And an a times b times c of b.

Now let's deal with the first one.

A times c of a.

A is the number of clusters that we're going to select.

C of a is the cost per cluster.

That cost component for clusters primarily consist of travel.

If we do indeed have widespread units that we've gotta go to.

And preparation costs for the sample.

Now the travel, by the way, includes not only the cost of transportation,

but also staff time while they're traveling.

And it can involve multiple visits to a cluster.

So, if we were sampling school children and sampling them in schools,

we're going to have to figure in multiple visits to the school for

such things as contacting the principal.

To see whether or not they're willing to allow us to come into the school and

do our data collection.

Possibly having to talk to the superintendent for

the school district to make a decision about The process.

Going back to the principle in identifying a list of the classrooms that are there,

and making a selection of classrooms.

Going to each of the classrooms and visiting with the teachers,

which might require a couple of visits.

Also going back and collecting data from the children which might involve,

because of illness and absences, and other kinds of things,

multiple visits from the children.

All that's buried in there.

And those costs per cluster can be considerably larger than the cost

per observation within a cluster.

That's what we're worried about.

That's a big component that can easily inflate our costs substantially.

But we've got to keep it within the constraint.

To the extent that we do more clusters,

we have less money to do things within clusters.

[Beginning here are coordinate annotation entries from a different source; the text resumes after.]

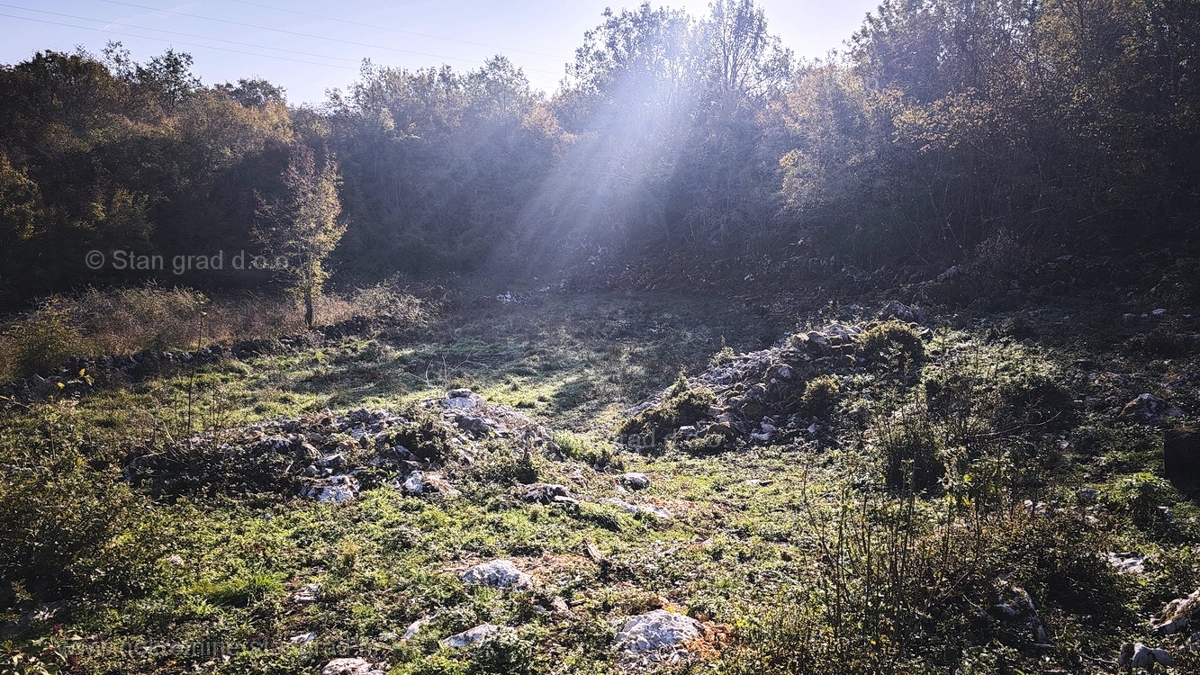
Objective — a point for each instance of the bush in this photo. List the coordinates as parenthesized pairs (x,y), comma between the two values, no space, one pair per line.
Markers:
(891,340)
(69,530)
(43,341)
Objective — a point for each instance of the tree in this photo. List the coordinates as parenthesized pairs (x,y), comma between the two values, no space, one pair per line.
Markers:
(303,226)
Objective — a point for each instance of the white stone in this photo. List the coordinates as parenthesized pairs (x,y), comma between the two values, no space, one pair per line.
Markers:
(474,635)
(657,629)
(497,574)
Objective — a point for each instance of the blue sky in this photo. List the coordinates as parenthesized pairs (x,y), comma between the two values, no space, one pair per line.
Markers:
(312,53)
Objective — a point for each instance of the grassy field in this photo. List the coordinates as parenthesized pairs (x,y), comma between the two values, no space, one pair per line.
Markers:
(923,490)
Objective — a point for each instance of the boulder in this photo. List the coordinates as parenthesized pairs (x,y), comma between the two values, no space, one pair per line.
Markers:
(1181,454)
(472,637)
(657,629)
(1149,407)
(1137,655)
(424,483)
(333,489)
(635,481)
(1179,614)
(497,574)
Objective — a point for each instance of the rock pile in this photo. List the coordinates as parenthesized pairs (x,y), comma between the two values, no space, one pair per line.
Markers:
(761,396)
(329,457)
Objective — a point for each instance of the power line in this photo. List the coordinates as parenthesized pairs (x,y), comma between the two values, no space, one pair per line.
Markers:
(177,33)
(303,34)
(395,29)
(177,42)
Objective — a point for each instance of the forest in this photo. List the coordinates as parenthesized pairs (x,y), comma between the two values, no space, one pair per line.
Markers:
(712,360)
(942,126)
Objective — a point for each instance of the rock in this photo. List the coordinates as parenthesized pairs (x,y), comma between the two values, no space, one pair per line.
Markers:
(898,310)
(1179,614)
(303,639)
(657,629)
(423,483)
(1129,562)
(414,628)
(333,489)
(658,512)
(472,637)
(1018,611)
(1149,407)
(497,574)
(349,667)
(635,481)
(1137,655)
(544,493)
(307,593)
(1181,454)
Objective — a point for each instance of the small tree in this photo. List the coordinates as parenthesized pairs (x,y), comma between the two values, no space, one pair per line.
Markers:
(303,225)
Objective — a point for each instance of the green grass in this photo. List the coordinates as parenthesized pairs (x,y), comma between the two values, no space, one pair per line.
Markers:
(790,550)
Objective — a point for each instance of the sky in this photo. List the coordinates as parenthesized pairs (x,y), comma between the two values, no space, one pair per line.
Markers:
(311,46)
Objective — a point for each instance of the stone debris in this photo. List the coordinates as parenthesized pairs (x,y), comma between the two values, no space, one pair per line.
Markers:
(424,483)
(303,639)
(1149,407)
(1137,655)
(1128,562)
(1017,614)
(497,574)
(1179,614)
(655,631)
(307,593)
(658,512)
(334,489)
(472,637)
(635,481)
(414,628)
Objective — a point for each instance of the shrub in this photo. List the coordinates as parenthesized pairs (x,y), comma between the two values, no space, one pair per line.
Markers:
(682,406)
(889,340)
(43,341)
(69,530)
(911,461)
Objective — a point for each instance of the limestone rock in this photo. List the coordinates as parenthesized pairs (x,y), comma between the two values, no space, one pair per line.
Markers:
(472,637)
(497,574)
(635,481)
(1179,614)
(657,629)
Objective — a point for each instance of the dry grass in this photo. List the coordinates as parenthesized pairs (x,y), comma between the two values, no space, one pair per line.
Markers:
(125,321)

The second component, b times c sub b.

c sub b is the cost per observation within a cluster.

It's dominated by interviewing cost,

whether that happens to be asking questions or

providing a self administered form, or some other way of collecting the data.

And c sub b is multiplied by the number of observations,

b, that we're going to use in our selection.

And then that's multiplied across the clusters that we have.

All right, that's our cost model.

It's not actually the way costs are recorded.

We don't actually record these.

But it's a style,

an approach to cost modeling that fits in nicely with the variance model.

Because the sampling variance that we've got involves a sampling variance that

has two components, a simple random sampling variance and a design effect.

Now you'll recognize in this red formula here, in square brackets on the right-hand

side, at the end of the right-hand side are design effect.

1 + (b-1)roh.

So there our variance depends on b.

But the first term, which has the (1- f)p(1-p)/n- 1,

is written with ab to represent n and

is the number of clusters times the number of elements per cluster.

And so here now, we see our variance

model includes not only the subsample size but also the number of clusters.

We know that as a goes up that variance is going to go down.

If a goes down, we do fewer clusters, then that sampling variance could go up.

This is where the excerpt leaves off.